Bochum. . Für Manche kommt der Ruhestand zu früh: Das gilt auch für Dr. Jasper, dienstältester Arbeitsgerichtsdirektor aus NRW. Nachdem er in den Ruhestand entlassen wurde, beginnt der 65-jährige Anfang März eine Ausbildung zum Tischler.

Sein altes Berufsleben endete am Mittwoch um 15 Uhr im Saal der IHK am Ostring. Sein neues Berufsleben beginnt am 10. März um 7.30 Uhr in der Holzwerkstatt der Kreishandwerkerschaft an der Springorum-allee. Aus dem dienstältesten Arbeitsgerichtsdirektor Nordrhein-Westfalens wird der wohl älteste Tischlerlehrling des Landes, sicher der einzige mit Doktortitel. Aus Dr. Jasper wird Azubi Franz-Josef.

Nach 22 Jahren als Chef des Bochumer Arbeitsgerichts wurde Dr. Jasper am Donnerstag im Rahmen eines Neujahrsempfangs in den Räumen der Industrie- und Handelskammer verabschiedet. Der Festakt war hochkarätig besetzt. Zahlreiche geladene Gäste, darunter die Präsidenten der umliegenden Arbeits- und Landgerichte, machten ihre Aufwartung - viele mit einem bewundernden Schmunzeln auf den Lippen: „Ich hab’ gehört, was Sie vorhaben. Großartig.“

Aus dem Hobby wird nun ein Vollzeitjob

„Ich hab’ auch schon das Wort ,verrückt’ vernommen. Egal. Ruhestand kann ich mir nicht vorstellen. Ich fühle mich so fit, dass ich aus meiner Passion jetzt eine Profession mache“, sagt der 65-Jährige.

Sein Großvater war Schreiner. Mit Holz arbeitet er seit Jahrzehnten gerne und regelmäßig. Daheim an der Wiemelhauser Straße hat er eine gut sortierte Werkstatt, in der er an etlichen Feierabenden an Säge und Hobel handwerklichen Ausgleich zu seinem aufreibenden Job als Richter fand. Aus dem Hobby wird nun ein Vollzeitjob: „Ich will’s nochmal wissen.“ Am besagten Märzmorgen tritt Dr. Jasper eine Tischler-Ausbildung an.

"Ich will so behandelt werden wie alle Azubis"

„Zwar läuft er ,on top’ mit.

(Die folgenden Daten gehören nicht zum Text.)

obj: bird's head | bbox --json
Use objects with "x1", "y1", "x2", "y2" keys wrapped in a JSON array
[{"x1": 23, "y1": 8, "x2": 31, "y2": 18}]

Das heißt: Er nimmt keinem jungen Berufsstarter eine Lehrstelle weg“, betont Johannes Motz, Geschäftsführer der Kreishandwerkerschaft Bo-chum. Ansonsten werde der „Holzwurm“ aber ein ganz normaler Azubi. Im ersten Lehrjahr gibt’s 450 Euro. In den ersten Monaten durchläuft er eine überbetriebliche Modul-Ausbildung bei der Kreishandwerkerschaft. Bis zum Sommer soll eine Schreinerei gefunden sein, in der der Oldie Betriebsluft schnuppert. Natürlich muss er die Berufsschule besuchen. Dr. Jasper ist’s recht: „Ich will keine Extrawurst, sondern so behandelt werden wie alle Azubis.“

Jährlich 3500 Verhandlungen hat der joviale Jurist mit seinen Kollegen am Marienplatz bewältigt. In Sachen Arbeitsrecht kann ihm niemand etwas vormachen. So wird er einen Vorteil zu nutzen wissen, der ihm die IHK-Ausbildungsordnung und sein Vorleben beschert: Die dreijährige Lehrzeit wird um ein halbes Jahr verkürzt. Immerhin hat Herr Doktor Abitur.